Rotating: 'c' ring rotates and turns the 'γ' subunit.

Describe the journey of a proton through the Fo component of ATP synthase to drive rotation.

1. A proton enters an outer half-channel of the 'a' subunit with 2 unconnected channels

2. The H+ neutralises an aspartate SC on a 'c' subunit, allowing the protonated 'c' subunit to rotate into the membrane's hydrophobic phase.

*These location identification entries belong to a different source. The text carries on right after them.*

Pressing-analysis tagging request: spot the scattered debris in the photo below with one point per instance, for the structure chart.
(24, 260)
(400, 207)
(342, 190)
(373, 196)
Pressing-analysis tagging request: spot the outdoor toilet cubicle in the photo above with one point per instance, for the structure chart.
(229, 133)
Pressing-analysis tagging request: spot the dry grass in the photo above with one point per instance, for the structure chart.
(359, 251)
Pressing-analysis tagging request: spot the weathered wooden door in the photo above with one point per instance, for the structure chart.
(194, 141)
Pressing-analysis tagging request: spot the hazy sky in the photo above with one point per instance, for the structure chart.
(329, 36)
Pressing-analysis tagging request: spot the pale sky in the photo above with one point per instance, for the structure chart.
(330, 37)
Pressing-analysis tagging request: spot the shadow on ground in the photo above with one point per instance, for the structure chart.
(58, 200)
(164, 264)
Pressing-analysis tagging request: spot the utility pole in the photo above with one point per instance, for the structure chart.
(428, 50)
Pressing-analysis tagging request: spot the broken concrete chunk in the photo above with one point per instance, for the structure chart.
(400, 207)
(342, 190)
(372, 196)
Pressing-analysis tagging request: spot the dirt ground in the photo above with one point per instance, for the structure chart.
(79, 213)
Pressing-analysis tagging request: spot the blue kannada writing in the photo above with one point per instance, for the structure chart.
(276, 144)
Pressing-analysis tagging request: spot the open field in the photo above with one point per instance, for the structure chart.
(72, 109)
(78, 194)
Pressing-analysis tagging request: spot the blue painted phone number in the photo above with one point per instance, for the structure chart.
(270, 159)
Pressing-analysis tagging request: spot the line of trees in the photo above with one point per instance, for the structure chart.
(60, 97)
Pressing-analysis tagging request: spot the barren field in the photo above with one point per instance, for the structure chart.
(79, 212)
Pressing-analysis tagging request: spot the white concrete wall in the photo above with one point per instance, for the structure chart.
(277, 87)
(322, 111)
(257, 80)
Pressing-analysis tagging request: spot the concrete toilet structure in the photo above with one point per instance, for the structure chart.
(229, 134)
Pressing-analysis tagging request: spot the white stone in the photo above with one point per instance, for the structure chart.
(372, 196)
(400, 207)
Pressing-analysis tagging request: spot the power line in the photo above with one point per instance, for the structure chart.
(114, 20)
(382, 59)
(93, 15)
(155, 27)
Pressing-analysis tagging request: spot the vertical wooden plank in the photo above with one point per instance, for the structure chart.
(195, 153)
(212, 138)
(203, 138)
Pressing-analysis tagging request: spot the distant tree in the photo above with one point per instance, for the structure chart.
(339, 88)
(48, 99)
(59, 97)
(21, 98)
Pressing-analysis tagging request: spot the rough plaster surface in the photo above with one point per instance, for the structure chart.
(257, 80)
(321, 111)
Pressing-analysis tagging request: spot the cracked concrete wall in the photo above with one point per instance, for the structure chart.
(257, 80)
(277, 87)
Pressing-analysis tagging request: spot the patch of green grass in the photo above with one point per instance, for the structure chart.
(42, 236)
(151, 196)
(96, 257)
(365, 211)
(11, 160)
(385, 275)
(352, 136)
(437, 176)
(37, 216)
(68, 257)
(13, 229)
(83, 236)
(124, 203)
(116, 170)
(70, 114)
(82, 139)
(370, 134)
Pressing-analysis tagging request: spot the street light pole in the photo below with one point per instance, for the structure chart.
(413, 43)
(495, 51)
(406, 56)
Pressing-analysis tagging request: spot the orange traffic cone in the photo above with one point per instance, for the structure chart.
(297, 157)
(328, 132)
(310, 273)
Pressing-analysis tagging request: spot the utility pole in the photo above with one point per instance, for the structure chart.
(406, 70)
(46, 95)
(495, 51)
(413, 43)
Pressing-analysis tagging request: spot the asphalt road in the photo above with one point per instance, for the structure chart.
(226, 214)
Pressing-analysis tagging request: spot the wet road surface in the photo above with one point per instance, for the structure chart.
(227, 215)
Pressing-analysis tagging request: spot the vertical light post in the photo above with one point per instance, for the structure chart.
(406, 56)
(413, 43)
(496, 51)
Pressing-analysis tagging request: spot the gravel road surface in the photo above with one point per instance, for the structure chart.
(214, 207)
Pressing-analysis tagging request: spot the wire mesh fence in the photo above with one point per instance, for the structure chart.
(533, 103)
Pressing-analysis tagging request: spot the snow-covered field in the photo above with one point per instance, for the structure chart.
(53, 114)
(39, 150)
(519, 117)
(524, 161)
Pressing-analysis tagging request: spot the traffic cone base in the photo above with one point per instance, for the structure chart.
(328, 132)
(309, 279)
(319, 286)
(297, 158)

3. After a complete rotation, the protonated aspartate reaches an a subunit’s inner half-channel exposed to the cytosol

4. Proton is released into the cell & the deprotonated Asp can bind another proton to continue the cycle.

What 3 conformational changes occur in the β subunits by the rotation of the asymmetric γ subunit during ATP synthesis?

Each β subunit cycles through three states:

1. Loose binding of ADP and Pi

2. Tight binding where ADP and Pi condense to form ATP

3. Release of ATP.

______ through the a protein drives unidirectional rotation of the ____ which turns the ______ and ultimately drives ATP synthesis

Proton influx, unidirectional rotation of the c ring, which turns the γ subunit

How can ATP synthase function in reverse?

It can hydrolyze ATP to drive proton efflux, switching the direction of continuous rotation to generate PMF rather than consuming it.

For what purposes do bacteria surviving by fermentation still need proton motive force?

For flagellar rotation and for nutrient uptake by proton symport mechanisms.